AMASYA ANTLAŞMASI

Osmanlı Devleti ile İran arasında yapılan ilk antlaşma (11 Receb 962/1 Haziran 1555).

Safevîler’in Tebriz Seferi sonrası Osmanlı sınırlarına ve Doğu Anadolu’ya yaptıkları akınlar, Kanûnî’yi yeni bir İran seferine çıkmak zorunda bıraktı. Nahcivan Seferi adı verilen bu harekâtta iki taraf arasında önemli bir savaş olmadı. Kanûnî’nin başında bulunduğu Osmanlı ordusu, Şah Tahmasb’ın Doğu Anadolu’da yaptığı yağma ve tahribin öcünü almak için Nahcivan’a kadar ilerledi. Tahmasb, Osmanlı ordusunun gücüne karşı başarılı olamayacağını bildiği için Kanûnî’nin karşısına çıkmadı. Osmanlı ordusunun geçeceği yerleri yakıp yıkma, suları zehirleme, ahaliyi göç ettirme ve hatta tek bir yeşil ot bırakmama gibi pasif bir direnişe başvurdu. Bunun neticesinde yiyecek sıkıntısı çekmeye başlayan Osmanlı ordusu, kışın da yaklaşması üzerine baharda bir defa daha İran’a sefere çıkmak için Nahcivan’ı terketti. Kanûnî Erzurum’da iken Safevî elçisi Kaçar Şahkulu gelerek Tahmasb’ın mütareke isteğini iletti. Bu istek Kanûnî tarafından kabul edildi (26 Eylül 1554). Bu arada iki taraf arasında karşılıklı mektuplaşmalar yapılmakta idi. Bu yazışmalarda Osmanlılar’ın Safevîler’ce kutsal sayılan “Erdebil Ocağı”nı tahrip edecekleri yolundaki tehditleri ve bu tehdidin gerçek olduğunu ortaya koyarcasına Kanûnî’nin Amasya’da kışlaması Şah Tahmasb’ı telâşlandırdı ve barış istemesine yol açtı.

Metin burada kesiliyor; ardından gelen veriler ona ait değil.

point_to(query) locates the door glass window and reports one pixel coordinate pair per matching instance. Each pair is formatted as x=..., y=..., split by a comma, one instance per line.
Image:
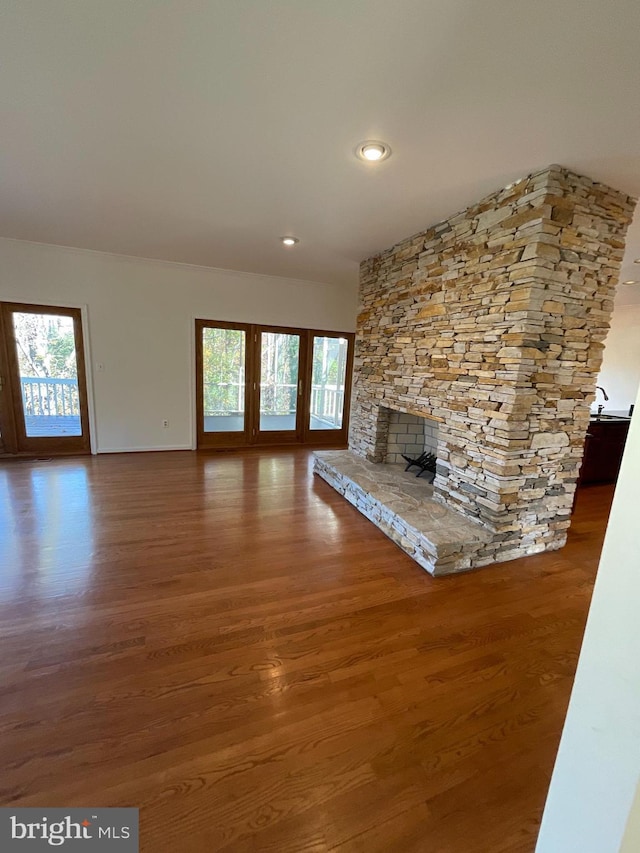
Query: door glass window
x=329, y=371
x=223, y=378
x=279, y=358
x=46, y=354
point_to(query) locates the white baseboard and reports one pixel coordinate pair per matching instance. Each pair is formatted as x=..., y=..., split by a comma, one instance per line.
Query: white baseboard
x=144, y=449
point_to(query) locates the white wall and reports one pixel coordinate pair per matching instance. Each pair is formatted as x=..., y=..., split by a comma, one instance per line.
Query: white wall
x=598, y=764
x=140, y=327
x=620, y=373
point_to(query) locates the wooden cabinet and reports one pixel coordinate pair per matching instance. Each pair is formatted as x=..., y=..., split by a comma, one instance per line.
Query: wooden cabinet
x=603, y=449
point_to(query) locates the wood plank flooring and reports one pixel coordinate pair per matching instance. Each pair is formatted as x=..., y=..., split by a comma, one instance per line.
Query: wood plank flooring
x=224, y=642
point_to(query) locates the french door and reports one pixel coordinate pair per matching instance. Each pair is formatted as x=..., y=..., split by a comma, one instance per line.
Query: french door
x=43, y=391
x=271, y=385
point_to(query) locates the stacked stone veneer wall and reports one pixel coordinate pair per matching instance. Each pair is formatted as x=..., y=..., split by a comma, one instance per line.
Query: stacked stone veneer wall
x=494, y=323
x=410, y=435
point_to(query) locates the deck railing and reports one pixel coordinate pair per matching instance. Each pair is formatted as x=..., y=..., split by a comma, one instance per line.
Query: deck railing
x=46, y=397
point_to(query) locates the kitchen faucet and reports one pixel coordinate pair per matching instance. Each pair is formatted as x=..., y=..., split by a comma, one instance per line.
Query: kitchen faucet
x=605, y=395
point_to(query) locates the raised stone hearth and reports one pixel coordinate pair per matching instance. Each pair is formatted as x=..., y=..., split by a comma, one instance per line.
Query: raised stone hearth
x=402, y=506
x=492, y=323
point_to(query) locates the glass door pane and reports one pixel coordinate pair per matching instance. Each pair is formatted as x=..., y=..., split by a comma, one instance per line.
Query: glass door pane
x=329, y=372
x=48, y=374
x=223, y=379
x=279, y=367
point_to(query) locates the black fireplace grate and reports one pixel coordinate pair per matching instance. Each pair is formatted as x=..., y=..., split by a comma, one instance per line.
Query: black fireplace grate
x=425, y=462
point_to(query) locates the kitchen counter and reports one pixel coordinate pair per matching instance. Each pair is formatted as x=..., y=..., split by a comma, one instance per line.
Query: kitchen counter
x=604, y=446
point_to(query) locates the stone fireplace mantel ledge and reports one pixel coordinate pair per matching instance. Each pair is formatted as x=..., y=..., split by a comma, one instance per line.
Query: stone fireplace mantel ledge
x=401, y=505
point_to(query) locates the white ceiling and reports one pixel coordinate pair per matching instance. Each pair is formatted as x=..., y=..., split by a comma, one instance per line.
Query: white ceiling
x=203, y=131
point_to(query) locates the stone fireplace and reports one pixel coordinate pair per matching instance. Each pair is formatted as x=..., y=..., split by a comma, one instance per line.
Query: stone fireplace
x=492, y=325
x=408, y=435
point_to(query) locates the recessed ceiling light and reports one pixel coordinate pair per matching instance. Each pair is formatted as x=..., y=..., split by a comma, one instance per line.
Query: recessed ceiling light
x=372, y=151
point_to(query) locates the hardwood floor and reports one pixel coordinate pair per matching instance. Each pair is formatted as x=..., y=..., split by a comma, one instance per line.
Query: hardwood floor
x=224, y=642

Bu maksatla 17 Mayıs 1555’te 100 kişiyi aşkın maiyetiyle Amasya’ya gelen Şah Tahmasb’ın Eşik Ağası Ferruhzâd Bey, 22 Mayıs’ta divanda kabul edilerek şahın hediyelerini ve barış isteyen mektubunu Kanûnî’ye sundu. Tahmasb bu mektubunda barış yolunun iki taraf arasında daima açık bulunmasını, iyi münasebetler kurulmasını, Kâbe ve diğer kutsal yerleri ziyaret edecek İranlı hacılara Osmanlı topraklarından geçmeleri için izin verilmesini istiyordu. Kanûnî’nin bu istekleri olumlu karşılayan ve antlaşma şartlarını belirleyen mektubu da 1 Haziran’da yeniden divana çağırılan elçiye verildi. Amasya Antlaşması esasen bu mektuba dayanmakta, Kanûnî’nin gönderdiği bu mektup antlaşmanın esaslarını tesbit etmektedir. İran’da sadece Hz. Ali’yi meşrû halife sayan müfrit Şiîler’in diğer üç halifeyi, sahâbeyi ve Hz. Âişe’yi lânetlemeleri ve bunu bir merasim haline getirmeleri demek olan Teberrâîliğin yasaklanmasına dair elçinin verdiği teminatın gerçekleşmesinin umulduğu, karşı taraftan herhangi bir saldırı olmadıkça Osmanlı hudut beylerinin İran’a karşı harekete geçmeyecekleri, İranlı hacıların kutsal yerleri ziyaret için Osmanlı topraklarından geçmelerine izin verildiği gibi üç ana nokta antlaşmanın esasını teşkil etmiştir.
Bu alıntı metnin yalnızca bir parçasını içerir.